Stuart Highway und Alice Springs

Mit einer geführten Reisegruppe fährt man niemals den Stuart Highway nach Süden runter. Die Strecke ist viel zu lang, dafür nimmt man besser ein Flugzeug.

Wir hatten ein Auto und viel Zeit.

Mit unserem Bushcamper haben wir den Stuart Highway mehrmals unter die Räder genommen. Von hier aus zweigen die Highways ab nach Osten und Westen.

Blühende alte Akazie

Man hat uns gesagt, wir würden uns auf der langen Fahrt langweilen, weil die Landschaft so eintönig ist.
Für jemand, der seine Augen nur oberflächlich nach rechts und links schweifen läßt, mag das stimmen.

Aber nicht für uns.
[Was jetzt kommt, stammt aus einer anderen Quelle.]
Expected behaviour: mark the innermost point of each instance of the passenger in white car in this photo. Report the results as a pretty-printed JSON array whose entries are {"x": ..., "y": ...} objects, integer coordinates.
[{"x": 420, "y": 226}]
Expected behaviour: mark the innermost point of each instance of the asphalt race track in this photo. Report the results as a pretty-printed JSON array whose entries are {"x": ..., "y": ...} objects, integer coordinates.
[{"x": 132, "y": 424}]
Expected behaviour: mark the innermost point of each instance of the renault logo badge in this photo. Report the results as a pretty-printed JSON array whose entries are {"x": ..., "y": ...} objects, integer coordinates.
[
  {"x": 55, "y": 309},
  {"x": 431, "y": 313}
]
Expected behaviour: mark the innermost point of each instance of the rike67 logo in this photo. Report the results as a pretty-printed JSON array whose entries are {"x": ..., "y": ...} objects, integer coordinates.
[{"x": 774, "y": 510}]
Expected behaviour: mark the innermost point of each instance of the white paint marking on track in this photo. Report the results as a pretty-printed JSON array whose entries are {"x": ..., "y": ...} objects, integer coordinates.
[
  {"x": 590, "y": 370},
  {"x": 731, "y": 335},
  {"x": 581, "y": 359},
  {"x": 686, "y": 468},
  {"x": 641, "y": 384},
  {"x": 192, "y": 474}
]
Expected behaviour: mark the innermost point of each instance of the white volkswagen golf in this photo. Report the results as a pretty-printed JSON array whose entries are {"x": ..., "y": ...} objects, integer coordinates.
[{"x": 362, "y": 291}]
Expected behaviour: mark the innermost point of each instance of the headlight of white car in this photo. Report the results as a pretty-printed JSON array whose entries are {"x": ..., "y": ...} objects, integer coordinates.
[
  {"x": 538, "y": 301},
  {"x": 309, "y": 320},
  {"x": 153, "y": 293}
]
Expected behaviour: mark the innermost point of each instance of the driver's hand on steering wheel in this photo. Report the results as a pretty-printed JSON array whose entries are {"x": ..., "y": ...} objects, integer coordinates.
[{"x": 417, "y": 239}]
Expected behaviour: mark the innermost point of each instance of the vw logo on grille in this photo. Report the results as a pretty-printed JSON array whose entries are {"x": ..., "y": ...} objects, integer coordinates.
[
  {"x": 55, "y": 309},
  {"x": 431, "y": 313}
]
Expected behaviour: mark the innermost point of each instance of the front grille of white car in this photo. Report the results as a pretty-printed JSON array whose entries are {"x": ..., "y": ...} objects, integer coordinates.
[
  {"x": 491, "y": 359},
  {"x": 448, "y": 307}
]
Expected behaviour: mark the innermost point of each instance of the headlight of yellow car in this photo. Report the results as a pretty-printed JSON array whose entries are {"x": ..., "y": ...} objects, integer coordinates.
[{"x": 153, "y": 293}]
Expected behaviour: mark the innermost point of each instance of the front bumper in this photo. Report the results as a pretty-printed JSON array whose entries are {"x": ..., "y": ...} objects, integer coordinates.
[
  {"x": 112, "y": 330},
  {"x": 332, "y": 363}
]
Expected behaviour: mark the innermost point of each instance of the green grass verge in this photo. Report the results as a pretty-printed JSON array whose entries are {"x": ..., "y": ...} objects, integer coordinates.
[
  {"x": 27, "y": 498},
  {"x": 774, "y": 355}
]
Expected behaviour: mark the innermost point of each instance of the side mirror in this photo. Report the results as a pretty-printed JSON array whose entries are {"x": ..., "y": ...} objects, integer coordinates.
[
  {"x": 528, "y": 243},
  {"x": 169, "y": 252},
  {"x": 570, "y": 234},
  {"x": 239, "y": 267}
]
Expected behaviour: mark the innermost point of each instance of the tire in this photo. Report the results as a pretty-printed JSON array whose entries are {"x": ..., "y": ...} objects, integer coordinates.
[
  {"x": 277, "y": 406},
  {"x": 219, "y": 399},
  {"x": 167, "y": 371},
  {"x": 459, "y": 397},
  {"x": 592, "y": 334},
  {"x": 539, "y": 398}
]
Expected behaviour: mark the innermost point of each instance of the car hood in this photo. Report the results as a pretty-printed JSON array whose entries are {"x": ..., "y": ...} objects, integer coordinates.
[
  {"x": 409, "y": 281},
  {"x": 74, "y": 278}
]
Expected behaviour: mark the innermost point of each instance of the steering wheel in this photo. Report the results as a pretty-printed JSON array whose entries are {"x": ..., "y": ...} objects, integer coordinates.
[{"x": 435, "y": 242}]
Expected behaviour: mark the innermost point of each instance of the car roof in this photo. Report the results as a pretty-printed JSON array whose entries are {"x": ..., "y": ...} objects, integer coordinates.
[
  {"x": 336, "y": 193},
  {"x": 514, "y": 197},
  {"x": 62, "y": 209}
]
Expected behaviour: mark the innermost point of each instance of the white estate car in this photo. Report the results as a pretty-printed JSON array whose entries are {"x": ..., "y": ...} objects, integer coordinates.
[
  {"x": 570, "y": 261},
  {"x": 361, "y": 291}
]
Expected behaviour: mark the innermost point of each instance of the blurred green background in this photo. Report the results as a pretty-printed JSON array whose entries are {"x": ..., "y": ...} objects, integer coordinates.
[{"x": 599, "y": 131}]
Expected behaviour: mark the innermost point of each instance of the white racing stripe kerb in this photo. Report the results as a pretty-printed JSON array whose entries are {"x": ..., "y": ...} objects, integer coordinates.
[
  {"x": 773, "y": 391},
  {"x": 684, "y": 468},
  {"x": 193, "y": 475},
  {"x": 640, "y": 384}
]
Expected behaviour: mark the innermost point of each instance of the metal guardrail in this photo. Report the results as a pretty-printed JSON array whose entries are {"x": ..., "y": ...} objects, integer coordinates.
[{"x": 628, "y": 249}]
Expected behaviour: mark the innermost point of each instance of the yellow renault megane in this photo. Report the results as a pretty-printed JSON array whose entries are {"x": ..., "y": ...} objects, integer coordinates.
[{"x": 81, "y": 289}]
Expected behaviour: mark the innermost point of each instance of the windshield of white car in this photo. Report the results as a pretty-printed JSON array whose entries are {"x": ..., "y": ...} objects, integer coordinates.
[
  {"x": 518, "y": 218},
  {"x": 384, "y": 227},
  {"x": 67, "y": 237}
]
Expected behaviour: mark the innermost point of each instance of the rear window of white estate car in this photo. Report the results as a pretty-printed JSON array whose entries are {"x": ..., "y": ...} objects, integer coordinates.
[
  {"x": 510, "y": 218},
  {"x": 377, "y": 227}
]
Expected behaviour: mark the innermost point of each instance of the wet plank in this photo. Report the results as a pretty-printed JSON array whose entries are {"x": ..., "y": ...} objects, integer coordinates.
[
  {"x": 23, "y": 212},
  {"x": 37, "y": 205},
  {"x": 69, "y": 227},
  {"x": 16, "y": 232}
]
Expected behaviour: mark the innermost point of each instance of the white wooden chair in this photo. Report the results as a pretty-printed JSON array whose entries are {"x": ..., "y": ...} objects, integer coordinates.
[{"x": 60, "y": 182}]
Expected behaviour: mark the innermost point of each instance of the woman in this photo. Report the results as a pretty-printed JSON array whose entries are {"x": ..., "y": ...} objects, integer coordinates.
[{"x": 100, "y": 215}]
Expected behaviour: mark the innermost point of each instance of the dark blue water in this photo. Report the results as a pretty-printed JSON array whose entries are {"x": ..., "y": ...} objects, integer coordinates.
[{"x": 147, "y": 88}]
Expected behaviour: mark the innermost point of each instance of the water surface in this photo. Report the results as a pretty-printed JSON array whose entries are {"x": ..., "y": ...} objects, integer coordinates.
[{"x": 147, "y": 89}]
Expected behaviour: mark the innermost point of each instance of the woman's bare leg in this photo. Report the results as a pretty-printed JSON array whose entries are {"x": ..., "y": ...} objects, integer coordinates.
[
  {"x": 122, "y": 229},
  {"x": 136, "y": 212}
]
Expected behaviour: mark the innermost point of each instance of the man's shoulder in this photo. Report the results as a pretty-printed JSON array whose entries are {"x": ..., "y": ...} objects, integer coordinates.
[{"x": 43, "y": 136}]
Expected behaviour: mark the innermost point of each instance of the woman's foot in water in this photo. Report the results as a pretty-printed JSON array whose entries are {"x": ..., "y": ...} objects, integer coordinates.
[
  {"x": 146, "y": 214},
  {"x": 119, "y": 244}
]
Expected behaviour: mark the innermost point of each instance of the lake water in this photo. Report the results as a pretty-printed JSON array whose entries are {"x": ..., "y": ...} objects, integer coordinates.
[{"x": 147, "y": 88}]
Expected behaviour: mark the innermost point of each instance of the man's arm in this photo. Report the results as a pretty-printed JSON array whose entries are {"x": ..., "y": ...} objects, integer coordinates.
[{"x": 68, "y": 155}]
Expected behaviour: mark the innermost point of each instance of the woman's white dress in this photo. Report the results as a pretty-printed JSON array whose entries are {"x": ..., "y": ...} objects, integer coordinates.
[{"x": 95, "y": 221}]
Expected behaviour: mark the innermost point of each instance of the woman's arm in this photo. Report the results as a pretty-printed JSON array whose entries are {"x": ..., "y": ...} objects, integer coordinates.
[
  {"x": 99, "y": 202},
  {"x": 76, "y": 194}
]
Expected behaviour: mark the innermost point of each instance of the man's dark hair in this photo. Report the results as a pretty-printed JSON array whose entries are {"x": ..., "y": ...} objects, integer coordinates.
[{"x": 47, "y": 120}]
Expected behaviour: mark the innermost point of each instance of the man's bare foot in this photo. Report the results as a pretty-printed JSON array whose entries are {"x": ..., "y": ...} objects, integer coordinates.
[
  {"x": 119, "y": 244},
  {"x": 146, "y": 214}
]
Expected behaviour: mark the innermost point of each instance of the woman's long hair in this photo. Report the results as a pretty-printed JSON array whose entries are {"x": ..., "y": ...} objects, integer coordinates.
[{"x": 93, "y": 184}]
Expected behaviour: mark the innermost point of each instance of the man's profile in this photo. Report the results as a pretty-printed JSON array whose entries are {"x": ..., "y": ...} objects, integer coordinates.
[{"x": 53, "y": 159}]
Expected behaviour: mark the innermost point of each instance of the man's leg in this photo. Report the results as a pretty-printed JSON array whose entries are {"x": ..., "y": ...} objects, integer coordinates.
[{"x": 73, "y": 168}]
Von Darwin bis Alice Springs brauchten wir fünf Tage, weil wir so oft anhalten mußten.
Wir entdeckten kleine Besonderheiten:

Hier eine Akazie, die trotz ihres gebeugten Alters noch mit ihren Artgenossen um die Wette blüht,

dort einen witzigen Termitenhügel, der aussieht wie ein kleiner Junge, der die Hände in den Hosentaschen vergraben hat.

Termitenhügel
Stuart Highway

Leider aber auch viele von Roadtrains und unaufmerksamen Autofahrern überfahrene Tiere.




Devil's Marbles - Murmeln, zu groß zum Spielen

Die Devil's Marbles
beeindrucken durch ihre Form und Größe.

Von der Natur gespaltene Marble Churchill's Head










Manchmal treibt die Natur seltsame Blüten: Abseits des Highways fanden wir diese lustige Felsformation. Der Hinweis lautete: Churchill's Head!
Ein Witzbold hatte ihm einen Stock als Zigarre in den "Mund" gesteckt.
Sieht er nicht wunderbar echt aus?

Alte Poststelle im Daly Waters Pub






Ein Muß ist der Stop an dem kuriosen Daly Waters Pub. An der Decke und den Wänden findet man kaum noch einen freien Platz, der nicht mit Andenken der Besucher bedeckt ist.


Alice Springs

Alice Springs, von den Australiern liebevoll "The Alice" genannt, ist keine Stadt, die man im Vorbeigehen ansieht. Es sind viele alte Gebäude aus der Siedlerzeit, Museen, Galerien und eine Menge Läden mit Kunst der Aborigines zu besichtigen. Wir nahmen die Stadt als Standort und machten von dort aus unsere Ausflüge.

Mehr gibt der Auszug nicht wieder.